March 19, 2020
Digest: A town justice may preside in matters involving the public defender’s office where his/her spouse works as an eligibility investigator, provided he/she discloses his/her spouse’s employment.
Rules: CPL 210.15(2)(c); 22 NYCRR 100.2; 100.2(A); 100.2(B); 100.3(E)(1); 100.3(E)(1)(c); 100.3(E)(1)(d)(i)-(iii); 100.3(E)(1)(e); Opinions 19-58; 16-140; 93-28.
A town justice asks about his/her ethical duties involving the public defender’s office, once his/her non-attorney spouse begins working there as an eligibility investigator. We understand the public defender initially screens defendants for financial eligibility by assigning an eligibility investigator to review their financial information. Thereafter, if the defendant meets specified criteria, the public defender accepts him/her as a client and accompanies him/her to court. The judge then formally appoints the public defender’s office to represent the defendant. The judge’s spouse would be one of several investigators who help determine if defendants throughout the county are eligible for indigent legal services. Although defendants screened by the judge’s spouse will likely appear before the judge, he/she will not know which eligibility investigator screened a particular defendant.
A judge must always avoid the appearance of impropriety (see 22 NYCRR 100.2) and must always in a manner that promotes public confidence in the judiciary’s integrity and impartiality (see 22 NYCRR 100.2[A]). A judge must “not allow family, social, political or other relationships to influence the judge’s judicial conduct or judgment” (see 22 NYCRR 100.2[B]). A judge is disqualified in any proceeding where his/her impartiality “might reasonably be questioned” (22 NYCRR 100.3[E]), including where the judge’s spouse is “a party” or “an officer, director or trustee of a party” (22 NYCRR 100.3[E][d][i]-[ii]), is “acting as a lawyer in the proceeding or is likely to be a material witness” (22 NYCRR 100.3[E][e]), or has an “interest that could be substantially affected by the proceeding” (22 NYCRR 100.3[E][c]; 100.3[E][d][iii]).
“A judge is not automatically disqualified from all matters involving a DA’s office, public defender’s office, or law enforcement agency that employs the judge’s spouse or domestic partner in a strictly clerical capacity” (Opinion 19-58). Indeed, “absent some additional factor requiring disqualification, the judge generally may preside, provided the judge concludes he/she can be impartial and discloses his/her spouse’s position” (id.). Thus, a judge may preside in narcotics cases when his/her spouse is the secretary to the narcotics bureau chief, provided he/she can be impartial (see Opinion 93-28). Also, a judge, whose spouse is the principal clerk to the District Attorney with many administrative responsibilities, is not necessarily disqualified from criminal cases (see Opinion 19-58). Rather, the judge may preside if he/she can be fair and impartial and discloses his/her spouse’s employment.

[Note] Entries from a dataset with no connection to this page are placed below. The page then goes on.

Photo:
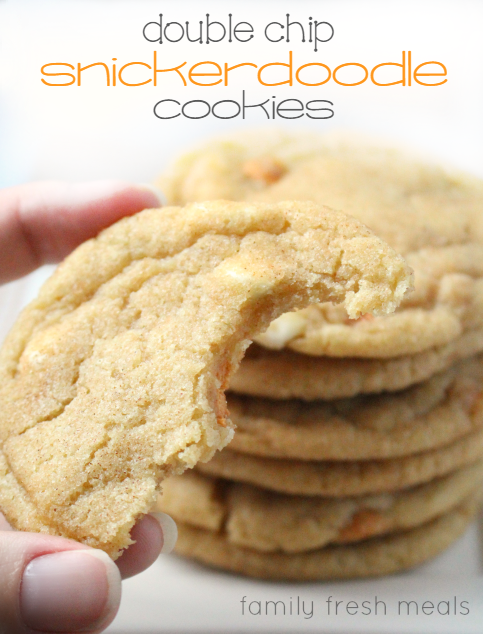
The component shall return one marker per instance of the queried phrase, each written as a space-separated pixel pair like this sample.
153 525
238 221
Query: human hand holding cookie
49 582
113 378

Here, the judge’s spouse would likewise work in a behind-the-scenes, non-legal capacity for a public law office, rather than a private law firm. The spouse would be one of several financial eligibility investigators and would not be assigned exclusively to a particular court. The judge will not know if his/her spouse made an eligibility determination with respect to any particular defendant. Nor is the judge necessarily bound by the public defender’s office’s eligibility determination, as he/she has his/her own independent obligations concerning the right to counsel (see generally Opinion 16-140 [“The right to counsel is unquestionably a fundamental right, rooted in common law and constitutional principles and codified by statutes” and thus “a judge’s obligations in assigning counsel for indigent defendants ‘may have constitutional dimensions’”] [citations omitted]; CPL 210.15[c]).
Accordingly, we conclude the judge may preside in cases where the defendant is represented by the public defender while his/her spouse is employed as financial eligibility investigator, provided the judge “(a) can be fair and impartial and (b) discloses his/her spouse’s employment with the public defender. The judge has full discretion to preside after disclosure, even if a party objects” (Opinion 19-58 [internal citation omitted]).